Gesehen: Anfang des Monats war ich im Kino und sah „The Imitation Game“, der mir immer noch klar in Erinnerung ist. Wow, einfach nur wow, man kann mich bei Filmen ja ohnehin leicht begeistern, aber bei diesem Film hat es auch einfach alles gestimmt, von vorne bis hinten und unten und oben und hach, ich mochte ihn wirklich sehr. Zuhause habe ich nach dem Lesen noch die Verfilmung zu „Der Hüter der Erinnerung“ geschaut, welcher mir gut gefallen hat, genau wie das Buch.
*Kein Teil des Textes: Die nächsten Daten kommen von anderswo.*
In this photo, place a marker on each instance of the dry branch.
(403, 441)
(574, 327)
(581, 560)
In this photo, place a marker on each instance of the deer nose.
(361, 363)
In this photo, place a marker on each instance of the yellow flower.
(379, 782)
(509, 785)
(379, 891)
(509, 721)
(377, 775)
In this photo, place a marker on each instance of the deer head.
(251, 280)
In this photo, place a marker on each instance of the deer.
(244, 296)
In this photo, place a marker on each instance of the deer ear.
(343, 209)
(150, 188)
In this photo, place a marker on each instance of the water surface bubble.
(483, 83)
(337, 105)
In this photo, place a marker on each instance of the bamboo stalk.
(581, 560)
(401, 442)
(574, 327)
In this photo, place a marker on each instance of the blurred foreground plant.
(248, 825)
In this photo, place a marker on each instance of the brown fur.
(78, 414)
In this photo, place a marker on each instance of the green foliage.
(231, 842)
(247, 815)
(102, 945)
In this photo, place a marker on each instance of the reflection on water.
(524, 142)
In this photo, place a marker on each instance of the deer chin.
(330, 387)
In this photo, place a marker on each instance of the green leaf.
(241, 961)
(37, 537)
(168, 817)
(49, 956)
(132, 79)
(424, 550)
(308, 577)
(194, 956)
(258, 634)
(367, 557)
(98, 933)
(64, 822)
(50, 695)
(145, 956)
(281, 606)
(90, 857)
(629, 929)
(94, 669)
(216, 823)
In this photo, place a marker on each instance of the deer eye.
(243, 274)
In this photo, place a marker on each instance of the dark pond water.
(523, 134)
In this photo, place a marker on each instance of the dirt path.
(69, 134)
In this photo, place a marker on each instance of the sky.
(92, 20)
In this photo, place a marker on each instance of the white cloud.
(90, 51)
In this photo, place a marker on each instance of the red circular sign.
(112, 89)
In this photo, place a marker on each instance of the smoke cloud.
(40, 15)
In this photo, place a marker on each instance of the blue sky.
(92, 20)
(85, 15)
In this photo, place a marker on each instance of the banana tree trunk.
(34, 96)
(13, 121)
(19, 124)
Ich fand den Film sogar ein kleines bisschen besser, weil ich das Gefühl hatte, der Spannungsbogen wäre mehr ausgereizt geworden und auch mit den Charakteren, insbesondere mit Jonas, konnte ich mich im Film einfach wesentlich besser identifizieren, was mir im Buch einfach überhaupt nicht gelingen wollte. Serienmäßig habe ich „90210“ beendet – das Ende kam so abrupt und ich vermisse die Figuren jetzt schon ein wenig (Navid, mein Herz), aber dafür habe ich jetzt endlich mal „The Good Wife“ weitergeschaut und – oh mein Gott – die Serie wird meiner Meinung nach ab der vierten Staffel so viel besser! Nervte mich Alicia’s Reserviertheit und ichkannesgarnichtwirklichbeschreibenwasmichnochanihrnervte vorher noch so unglaublich, finde ich sie ab der vierten Staffel endlich einmal taff, geradlinig, stark und hundertmal sympathischer. Jetzt gerade stecke ich in der Mitte der fünften Staffel fest und ich finde echt, die Serie wird immer besser. Ich bin jedenfalls richtig froh, weitergeguckt zu haben, denn ich kann mir echt kein Leben mehr ohne Eli Gold vorstellen. Hach.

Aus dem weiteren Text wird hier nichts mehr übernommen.